On April 17, the Paris Court of Appeal ruled that Airbus and Air France were guilty of manslaughter in the deadliest plane crash in French history – Flight AF447 from Rio de Janeiro, Brazil, to Paris in 2009, which killed all 228 people on board.
Under the ruling, both companies were deemed “fully responsible” for the accident and each was fined 225,000 euros ($261,720) – the maximum penalty for corporate manslaughter. Although the fine is largely symbolic, it marks a legal victory for the victims' families after an eight-week trial.
Previously, in 2023, a lower court had acquitted both Airbus and Air France. Both companies have repeatedly denied all charges.
Shortly after the verdict, Airbus announced it would appeal to France's highest court, arguing that the new conclusion contradicts prosecutors' arguments and the 2023 acquittal. Prosecutors had earlier warned of a possible appeal and criticized the companies' conduct throughout the more than decade-long proceedings. “Nothing has changed – not one sincere word of comfort,” prosecutor Rodolphe Juy-Birmann said during the trial in November 2024, calling the entire process “a lack of decency.”
The accident occurred on June 1, 2009, when Flight AF447 vanished from radar en route from Rio de Janeiro to Paris. Two years later, a deep-sea search recovered the plane's black boxes. Investigators determined that the pilots had pulled the plane up while sensors, clogged with ice in a storm over the mid-Atlantic, malfunctioned, causing the aircraft to stall and crash into the ocean.

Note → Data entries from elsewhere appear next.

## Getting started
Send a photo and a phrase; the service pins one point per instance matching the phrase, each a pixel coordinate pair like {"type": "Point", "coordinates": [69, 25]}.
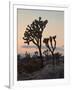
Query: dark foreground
{"type": "Point", "coordinates": [32, 70]}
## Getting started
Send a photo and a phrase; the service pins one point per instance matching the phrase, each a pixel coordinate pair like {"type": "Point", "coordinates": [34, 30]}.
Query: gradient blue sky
{"type": "Point", "coordinates": [55, 25]}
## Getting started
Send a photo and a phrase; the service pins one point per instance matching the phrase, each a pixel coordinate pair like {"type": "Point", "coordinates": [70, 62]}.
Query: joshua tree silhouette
{"type": "Point", "coordinates": [34, 32]}
{"type": "Point", "coordinates": [51, 45]}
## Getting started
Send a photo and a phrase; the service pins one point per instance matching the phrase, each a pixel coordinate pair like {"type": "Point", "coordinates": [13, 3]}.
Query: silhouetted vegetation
{"type": "Point", "coordinates": [40, 63]}
{"type": "Point", "coordinates": [34, 32]}
{"type": "Point", "coordinates": [51, 45]}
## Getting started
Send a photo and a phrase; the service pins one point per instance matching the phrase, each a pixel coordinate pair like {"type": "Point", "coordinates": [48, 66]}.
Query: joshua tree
{"type": "Point", "coordinates": [34, 32]}
{"type": "Point", "coordinates": [49, 44]}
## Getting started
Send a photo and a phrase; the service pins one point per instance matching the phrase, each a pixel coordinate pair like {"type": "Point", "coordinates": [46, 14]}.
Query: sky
{"type": "Point", "coordinates": [55, 26]}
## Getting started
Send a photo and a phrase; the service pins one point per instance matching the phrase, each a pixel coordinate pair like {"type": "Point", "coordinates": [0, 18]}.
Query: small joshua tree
{"type": "Point", "coordinates": [34, 32]}
{"type": "Point", "coordinates": [51, 44]}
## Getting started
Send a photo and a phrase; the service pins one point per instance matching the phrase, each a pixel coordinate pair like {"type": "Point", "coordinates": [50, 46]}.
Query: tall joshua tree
{"type": "Point", "coordinates": [51, 44]}
{"type": "Point", "coordinates": [34, 32]}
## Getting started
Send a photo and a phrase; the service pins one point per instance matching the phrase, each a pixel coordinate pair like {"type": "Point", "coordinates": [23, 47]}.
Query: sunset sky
{"type": "Point", "coordinates": [55, 26]}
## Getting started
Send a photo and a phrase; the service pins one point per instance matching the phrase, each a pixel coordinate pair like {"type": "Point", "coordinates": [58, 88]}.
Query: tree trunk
{"type": "Point", "coordinates": [53, 61]}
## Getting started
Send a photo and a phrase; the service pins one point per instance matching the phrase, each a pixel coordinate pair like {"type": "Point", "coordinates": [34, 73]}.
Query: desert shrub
{"type": "Point", "coordinates": [29, 67]}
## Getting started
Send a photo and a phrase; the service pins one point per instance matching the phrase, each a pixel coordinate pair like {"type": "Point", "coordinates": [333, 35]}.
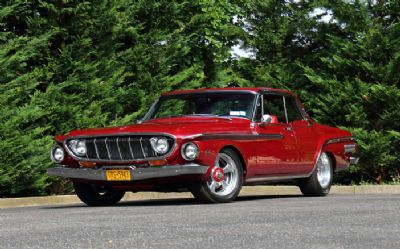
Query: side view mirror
{"type": "Point", "coordinates": [266, 119]}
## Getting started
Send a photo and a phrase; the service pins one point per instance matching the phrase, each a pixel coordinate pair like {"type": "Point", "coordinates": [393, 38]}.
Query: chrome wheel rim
{"type": "Point", "coordinates": [230, 177]}
{"type": "Point", "coordinates": [324, 173]}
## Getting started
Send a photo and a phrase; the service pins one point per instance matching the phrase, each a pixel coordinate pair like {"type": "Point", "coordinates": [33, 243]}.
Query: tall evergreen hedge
{"type": "Point", "coordinates": [70, 64]}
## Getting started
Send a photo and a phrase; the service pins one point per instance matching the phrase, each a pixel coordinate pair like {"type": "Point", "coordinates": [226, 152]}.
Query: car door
{"type": "Point", "coordinates": [277, 152]}
{"type": "Point", "coordinates": [306, 137]}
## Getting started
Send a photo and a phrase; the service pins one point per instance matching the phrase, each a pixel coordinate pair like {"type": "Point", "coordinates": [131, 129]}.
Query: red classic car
{"type": "Point", "coordinates": [210, 142]}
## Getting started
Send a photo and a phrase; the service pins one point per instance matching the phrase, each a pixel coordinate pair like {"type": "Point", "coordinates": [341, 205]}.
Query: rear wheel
{"type": "Point", "coordinates": [225, 181]}
{"type": "Point", "coordinates": [97, 195]}
{"type": "Point", "coordinates": [320, 181]}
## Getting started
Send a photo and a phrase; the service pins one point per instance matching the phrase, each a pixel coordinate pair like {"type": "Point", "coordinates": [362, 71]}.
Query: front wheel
{"type": "Point", "coordinates": [225, 181]}
{"type": "Point", "coordinates": [320, 181]}
{"type": "Point", "coordinates": [97, 195]}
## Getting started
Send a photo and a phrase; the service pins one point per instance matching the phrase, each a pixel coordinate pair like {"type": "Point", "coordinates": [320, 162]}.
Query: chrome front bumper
{"type": "Point", "coordinates": [354, 160]}
{"type": "Point", "coordinates": [136, 173]}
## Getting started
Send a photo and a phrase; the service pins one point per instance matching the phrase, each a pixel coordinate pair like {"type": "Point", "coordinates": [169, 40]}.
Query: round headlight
{"type": "Point", "coordinates": [78, 147]}
{"type": "Point", "coordinates": [159, 145]}
{"type": "Point", "coordinates": [57, 154]}
{"type": "Point", "coordinates": [190, 151]}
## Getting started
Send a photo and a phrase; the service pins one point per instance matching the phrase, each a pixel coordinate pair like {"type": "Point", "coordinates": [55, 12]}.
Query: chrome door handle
{"type": "Point", "coordinates": [288, 128]}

While Airbus and Air France blamed pilot error, lawyers for the victims' families argued that both companies knew about the problem with the plane's pitot tubes—devices that measure airspeed—but did not train pilots on how to handle emergencies when those parts failed. Air France lawyer Pascal Weil said in October 2024 that the company “had the capability to train at high altitude, but didn't because we truly believed it was unnecessary.”